Department of Neurology, Columbia University Medical Center, 3-313 Russ Berrie Medical Science Pavilion, 1150 St. Nicholas Avenue, New York, New York 10032, USA.
Muscle Nerve. 2010 May;41(5):707-10. doi: 10.1002/mus.21612.

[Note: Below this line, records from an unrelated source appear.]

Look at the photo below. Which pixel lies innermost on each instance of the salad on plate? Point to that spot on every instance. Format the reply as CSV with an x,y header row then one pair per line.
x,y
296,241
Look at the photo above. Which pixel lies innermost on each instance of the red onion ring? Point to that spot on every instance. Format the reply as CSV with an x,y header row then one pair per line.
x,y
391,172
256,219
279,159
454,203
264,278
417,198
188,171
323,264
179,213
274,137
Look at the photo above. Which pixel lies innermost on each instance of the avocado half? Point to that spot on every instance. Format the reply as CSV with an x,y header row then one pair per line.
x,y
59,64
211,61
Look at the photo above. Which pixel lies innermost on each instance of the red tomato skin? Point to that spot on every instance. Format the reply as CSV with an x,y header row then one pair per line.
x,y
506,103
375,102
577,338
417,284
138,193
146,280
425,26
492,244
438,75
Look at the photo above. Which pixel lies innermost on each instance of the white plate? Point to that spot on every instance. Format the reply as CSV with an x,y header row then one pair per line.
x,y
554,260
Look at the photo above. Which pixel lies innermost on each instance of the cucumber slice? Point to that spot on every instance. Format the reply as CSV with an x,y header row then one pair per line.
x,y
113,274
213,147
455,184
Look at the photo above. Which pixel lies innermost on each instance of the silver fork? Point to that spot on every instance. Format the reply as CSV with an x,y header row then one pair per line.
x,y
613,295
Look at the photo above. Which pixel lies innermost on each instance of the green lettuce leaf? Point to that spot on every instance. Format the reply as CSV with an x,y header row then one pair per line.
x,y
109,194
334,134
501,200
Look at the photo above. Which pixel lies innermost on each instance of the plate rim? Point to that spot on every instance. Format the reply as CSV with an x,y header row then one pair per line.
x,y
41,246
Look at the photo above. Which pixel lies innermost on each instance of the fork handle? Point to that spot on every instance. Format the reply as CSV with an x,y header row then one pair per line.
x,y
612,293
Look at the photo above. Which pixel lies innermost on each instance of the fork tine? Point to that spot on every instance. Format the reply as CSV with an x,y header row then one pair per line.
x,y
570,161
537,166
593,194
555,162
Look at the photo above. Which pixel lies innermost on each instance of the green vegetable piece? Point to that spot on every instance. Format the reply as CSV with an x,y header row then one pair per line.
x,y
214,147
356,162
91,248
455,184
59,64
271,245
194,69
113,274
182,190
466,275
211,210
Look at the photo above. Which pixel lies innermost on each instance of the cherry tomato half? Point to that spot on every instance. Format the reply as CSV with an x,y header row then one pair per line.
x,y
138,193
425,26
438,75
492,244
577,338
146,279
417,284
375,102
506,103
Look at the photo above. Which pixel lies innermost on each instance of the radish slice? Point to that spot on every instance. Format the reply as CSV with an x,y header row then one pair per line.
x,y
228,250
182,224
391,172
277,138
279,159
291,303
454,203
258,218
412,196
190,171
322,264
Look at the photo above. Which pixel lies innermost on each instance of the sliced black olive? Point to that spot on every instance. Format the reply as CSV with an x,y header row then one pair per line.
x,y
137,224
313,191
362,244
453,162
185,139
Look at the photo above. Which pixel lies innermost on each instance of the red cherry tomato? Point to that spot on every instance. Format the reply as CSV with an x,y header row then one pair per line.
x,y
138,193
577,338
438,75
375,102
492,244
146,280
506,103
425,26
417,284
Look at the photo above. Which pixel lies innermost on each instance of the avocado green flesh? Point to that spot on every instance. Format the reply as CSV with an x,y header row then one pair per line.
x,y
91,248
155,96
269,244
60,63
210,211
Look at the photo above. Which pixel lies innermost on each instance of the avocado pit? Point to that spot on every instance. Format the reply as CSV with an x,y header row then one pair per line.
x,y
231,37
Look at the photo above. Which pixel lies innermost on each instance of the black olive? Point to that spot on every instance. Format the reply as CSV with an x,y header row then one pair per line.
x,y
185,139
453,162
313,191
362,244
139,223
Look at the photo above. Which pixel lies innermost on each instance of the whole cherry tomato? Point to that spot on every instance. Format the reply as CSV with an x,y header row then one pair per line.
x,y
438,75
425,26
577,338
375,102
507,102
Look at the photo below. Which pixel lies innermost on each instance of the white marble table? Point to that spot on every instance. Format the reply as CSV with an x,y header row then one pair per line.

A 25-year-old man with exertional myoglobinuria had no evidence of hemolytic anemia, but he had severe parkinsonism that was responsive to levodopa. Phosphoglycerate kinase (PGK) activity was markedly decreased in muscle, and molecular analysis of the PGK1 gene identified the p.T378P mutation that was recently reported in a patient with isolated myopathy. This case reinforces the concept that PGK deficiency is a clinically heterogeneous disorder and raises the question of a relationship between PGK deficiency and idiopathic juvenile Parkinson disease.
一位 25 岁的劳力性肌红蛋白尿患者没有溶血性贫血的证据,但他有严重的帕金森病,对左旋多巴有反应。肌肉中磷酸甘油酸激酶 (PGK) 活性明显降低,PGK1 基因突变的分子分析发现了最近报道的患有孤立性肌病的患者中的 p.T378P 突变。该病例进一步证实了 PGK 缺乏症是一种临床表现多样的疾病,并提出了 PGK 缺乏症与特发性青少年帕金森病之间的关系问题。